The trail's first segment, from Bremen Street to Buffum Street, was created in 2007 following the removal of part of the now-abandoned railway. In October 2010, a segment from Riverboat Road to Gordon Park was added as part of an effort to restore green space around the Milwaukee River, connecting the Beerline Trail with the Oak Leaf Trail. The trail was connected with the Milwaukee Riverwalk in 2012. In August 2015, a segment from the intersection of Richards Street and Keefe Avenue to Capitol Drive was added; the area was previously used for dumping waste.

In 2021, planning began for a northwestern extension that would pass underneath Interstate 43.

== Route ==
Starting from its northern terminus at West Capitol Drive (Wisconsin Highway 190), the trail travels southeast and functions as a linear park and community event space.
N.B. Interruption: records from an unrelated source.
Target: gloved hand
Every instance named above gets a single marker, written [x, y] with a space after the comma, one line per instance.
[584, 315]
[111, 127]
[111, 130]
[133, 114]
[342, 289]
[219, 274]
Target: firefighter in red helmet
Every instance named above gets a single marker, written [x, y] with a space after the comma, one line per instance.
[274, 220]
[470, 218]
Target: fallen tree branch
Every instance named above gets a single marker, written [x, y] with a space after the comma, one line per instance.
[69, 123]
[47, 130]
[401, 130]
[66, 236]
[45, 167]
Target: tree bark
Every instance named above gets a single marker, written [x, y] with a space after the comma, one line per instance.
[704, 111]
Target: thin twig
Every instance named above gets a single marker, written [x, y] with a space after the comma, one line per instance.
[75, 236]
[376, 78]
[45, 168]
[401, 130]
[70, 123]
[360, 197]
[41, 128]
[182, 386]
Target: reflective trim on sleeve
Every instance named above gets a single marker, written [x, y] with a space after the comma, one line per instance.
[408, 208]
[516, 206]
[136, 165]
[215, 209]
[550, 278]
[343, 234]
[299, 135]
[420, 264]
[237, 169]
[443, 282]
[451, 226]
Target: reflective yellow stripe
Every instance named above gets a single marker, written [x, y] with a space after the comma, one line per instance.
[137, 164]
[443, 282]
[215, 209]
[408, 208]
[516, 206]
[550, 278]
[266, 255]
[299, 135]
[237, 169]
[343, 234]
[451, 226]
At North Richards Street, the trail becomes discontinuous, alternating between on-street and off-street portions until reaching North Bremen Street, where it temporarily ends. At the northwest corner of Gordon Park, the trail resumes near a connection with the Oak Leaf Trail. It follows the Milwaukee River until reaching the North Humboldt Avenue viaduct, where it then follows the northwestern edge of North Commerce Street until terminating at East Pleasant Street. Access to Kilbourn Reservoir Park and the Marsupial Bridge are provided by a switchback up a hill.

As of 2023, the connection at the Marsupial Bridge sees approximately 154,000 annual users, and the linear park portion near West Capitol Drive sees approximately 32,000.